Legislators from across party lines yesterday lambasted the central government for its inadequate response to Wednesday’s crash of TransAsia Airways Flight GE235 in Taipei, saying that it did not take control of emergency operations from local governments until three days after the accident occurred.
The Disaster Prevention and Rescue Law (災害防救法) stipulates that the Ministry of Transportation and Communications is the designated authority in charge of rescue operations in an aviation accident, Democratic Progressive Party (DPP) Legislator Kuan Bi-ling (管碧玲) said, adding that Minister of Transportation and Communications Chen Chien-yu (陳建宇) failed to immediately set up an emergency command center to facilitate rescue operations.
DPP Legislator Tuan Yi-kang (段宜康) said that the central government established the National Rescue Command Center following the Pachang Creek Incident (八掌溪事件) in 2008 — in which four workers were swept away by a flash flood after waiting to be rescued in the middle of the creek for more than two hours — to immediately respond to air crashes or marine accidents.
However, Wednesday’s crash demonstrated that central government officials are incapable of any action other than offering condolences to the families of victims, he said.
Chinese Nationalist Party (KMT) Legislator Lin Kuo-cheng (林國正) said that the central government should have played a more active role in the emergency operations, adding that the government’s ineffectiveness was particularly curious, seeing as Premier Mao Chi-kuo (毛治國) previously served as transportation minister from 2008 to 2013.
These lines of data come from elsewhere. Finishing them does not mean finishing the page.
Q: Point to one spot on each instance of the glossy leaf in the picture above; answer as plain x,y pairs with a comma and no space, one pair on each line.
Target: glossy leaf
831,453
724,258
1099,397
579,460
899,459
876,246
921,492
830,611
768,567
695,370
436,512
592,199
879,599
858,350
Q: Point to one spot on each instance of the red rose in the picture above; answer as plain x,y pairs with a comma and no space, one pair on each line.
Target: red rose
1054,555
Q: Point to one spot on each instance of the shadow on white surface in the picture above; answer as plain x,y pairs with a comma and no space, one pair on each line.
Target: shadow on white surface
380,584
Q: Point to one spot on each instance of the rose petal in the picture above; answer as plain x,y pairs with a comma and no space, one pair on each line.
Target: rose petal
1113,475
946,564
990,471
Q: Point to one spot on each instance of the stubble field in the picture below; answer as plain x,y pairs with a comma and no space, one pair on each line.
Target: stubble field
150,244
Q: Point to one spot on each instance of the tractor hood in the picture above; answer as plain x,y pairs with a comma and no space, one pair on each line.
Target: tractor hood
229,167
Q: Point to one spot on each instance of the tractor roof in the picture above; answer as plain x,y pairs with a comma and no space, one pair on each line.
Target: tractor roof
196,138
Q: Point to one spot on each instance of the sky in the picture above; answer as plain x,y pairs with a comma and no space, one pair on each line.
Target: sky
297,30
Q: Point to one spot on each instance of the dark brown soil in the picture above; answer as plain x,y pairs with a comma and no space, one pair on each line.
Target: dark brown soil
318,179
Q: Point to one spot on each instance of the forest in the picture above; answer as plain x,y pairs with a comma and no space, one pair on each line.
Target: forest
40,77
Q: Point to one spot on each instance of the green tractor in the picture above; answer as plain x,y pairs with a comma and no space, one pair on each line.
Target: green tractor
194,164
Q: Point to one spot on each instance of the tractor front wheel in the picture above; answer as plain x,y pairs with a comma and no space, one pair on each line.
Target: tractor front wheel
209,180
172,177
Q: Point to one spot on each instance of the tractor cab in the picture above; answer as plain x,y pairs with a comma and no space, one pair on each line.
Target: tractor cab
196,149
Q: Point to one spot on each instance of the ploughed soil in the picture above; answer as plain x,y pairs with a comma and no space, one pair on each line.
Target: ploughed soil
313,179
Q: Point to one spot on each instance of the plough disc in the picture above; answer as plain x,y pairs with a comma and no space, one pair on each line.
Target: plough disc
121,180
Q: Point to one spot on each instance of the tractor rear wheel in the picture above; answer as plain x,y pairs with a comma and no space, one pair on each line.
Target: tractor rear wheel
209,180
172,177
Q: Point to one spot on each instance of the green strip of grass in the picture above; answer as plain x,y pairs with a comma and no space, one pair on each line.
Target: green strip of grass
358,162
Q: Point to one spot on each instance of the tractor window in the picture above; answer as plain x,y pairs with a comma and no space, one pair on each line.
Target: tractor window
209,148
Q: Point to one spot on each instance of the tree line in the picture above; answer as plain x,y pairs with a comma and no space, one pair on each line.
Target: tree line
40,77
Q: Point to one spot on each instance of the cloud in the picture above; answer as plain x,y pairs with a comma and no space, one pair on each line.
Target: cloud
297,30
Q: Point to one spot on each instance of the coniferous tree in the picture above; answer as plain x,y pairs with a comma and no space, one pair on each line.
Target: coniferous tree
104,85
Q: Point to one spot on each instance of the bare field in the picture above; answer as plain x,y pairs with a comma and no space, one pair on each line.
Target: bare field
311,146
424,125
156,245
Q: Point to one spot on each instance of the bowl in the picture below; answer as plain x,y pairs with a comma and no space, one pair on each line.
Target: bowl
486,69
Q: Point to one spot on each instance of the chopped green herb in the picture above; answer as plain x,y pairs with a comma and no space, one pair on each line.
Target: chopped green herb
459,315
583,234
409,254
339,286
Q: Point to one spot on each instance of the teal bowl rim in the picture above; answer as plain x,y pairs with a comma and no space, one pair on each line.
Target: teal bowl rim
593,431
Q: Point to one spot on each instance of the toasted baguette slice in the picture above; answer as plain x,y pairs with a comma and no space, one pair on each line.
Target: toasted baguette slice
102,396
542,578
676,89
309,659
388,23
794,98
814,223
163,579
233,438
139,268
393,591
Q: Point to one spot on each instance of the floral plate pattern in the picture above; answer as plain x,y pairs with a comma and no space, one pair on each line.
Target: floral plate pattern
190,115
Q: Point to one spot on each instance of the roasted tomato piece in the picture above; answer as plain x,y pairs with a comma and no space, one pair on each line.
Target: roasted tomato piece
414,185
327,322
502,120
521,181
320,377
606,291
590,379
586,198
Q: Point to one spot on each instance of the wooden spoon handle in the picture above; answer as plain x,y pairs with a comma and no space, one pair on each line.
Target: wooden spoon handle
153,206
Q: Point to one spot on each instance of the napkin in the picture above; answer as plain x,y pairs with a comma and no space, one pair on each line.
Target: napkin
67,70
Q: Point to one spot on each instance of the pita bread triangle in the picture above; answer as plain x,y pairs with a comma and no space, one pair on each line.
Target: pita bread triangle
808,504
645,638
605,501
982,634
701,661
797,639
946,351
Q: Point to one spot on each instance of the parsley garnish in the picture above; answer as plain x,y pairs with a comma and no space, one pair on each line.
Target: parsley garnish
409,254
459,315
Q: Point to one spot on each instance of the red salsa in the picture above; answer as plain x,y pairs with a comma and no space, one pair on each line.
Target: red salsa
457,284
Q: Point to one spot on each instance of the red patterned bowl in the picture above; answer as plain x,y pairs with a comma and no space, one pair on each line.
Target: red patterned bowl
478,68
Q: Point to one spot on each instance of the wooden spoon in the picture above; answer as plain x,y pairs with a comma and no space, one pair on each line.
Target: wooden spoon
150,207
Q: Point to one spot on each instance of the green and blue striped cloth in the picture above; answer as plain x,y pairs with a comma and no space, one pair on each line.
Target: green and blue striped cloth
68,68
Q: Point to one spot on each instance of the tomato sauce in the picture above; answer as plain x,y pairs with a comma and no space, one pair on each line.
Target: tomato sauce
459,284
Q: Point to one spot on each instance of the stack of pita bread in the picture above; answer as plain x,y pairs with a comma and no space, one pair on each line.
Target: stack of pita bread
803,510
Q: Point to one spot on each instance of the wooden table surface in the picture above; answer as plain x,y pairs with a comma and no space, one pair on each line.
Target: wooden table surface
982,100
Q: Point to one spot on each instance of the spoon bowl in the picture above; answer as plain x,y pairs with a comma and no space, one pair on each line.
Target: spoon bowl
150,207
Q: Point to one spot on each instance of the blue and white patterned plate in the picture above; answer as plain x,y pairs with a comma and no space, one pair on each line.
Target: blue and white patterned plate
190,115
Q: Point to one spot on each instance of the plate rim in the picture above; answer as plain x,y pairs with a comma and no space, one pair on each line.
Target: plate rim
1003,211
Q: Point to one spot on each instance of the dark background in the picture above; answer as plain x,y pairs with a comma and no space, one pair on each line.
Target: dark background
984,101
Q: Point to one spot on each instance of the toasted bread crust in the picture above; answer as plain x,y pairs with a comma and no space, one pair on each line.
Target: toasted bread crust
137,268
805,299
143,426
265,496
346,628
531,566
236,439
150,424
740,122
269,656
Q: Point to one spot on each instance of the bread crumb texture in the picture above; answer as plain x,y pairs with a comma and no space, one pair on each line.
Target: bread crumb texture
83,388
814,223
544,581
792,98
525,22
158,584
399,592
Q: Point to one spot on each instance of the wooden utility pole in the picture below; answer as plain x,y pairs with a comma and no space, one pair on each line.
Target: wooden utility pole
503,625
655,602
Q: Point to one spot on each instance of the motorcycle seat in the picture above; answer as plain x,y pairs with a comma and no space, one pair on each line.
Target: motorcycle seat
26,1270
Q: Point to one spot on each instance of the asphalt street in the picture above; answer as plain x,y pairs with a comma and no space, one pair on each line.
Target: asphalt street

However, Executive Yuan spokesperson Sun Lih-chyun (孫立群) rejected the allegation that the central government was not doing its best, saying that the army and coast guard had been dispatched to join rescue operations from day one, and that the central government had established an emergency response center at the same time as Taipei and New Taipei City, with the Chen coordinating operations from the center and Vice Premier Simon Chang (張善政) at the crash site.
Mao asked Minister of National Defense Kao Kuang-chi (高廣圻) to commit army troops to the crash site and asked the transportation ministry, the Mainland Affairs Council and the Straits Exchange Foundation to contact the families of passengers immediately after the crash, Sun said.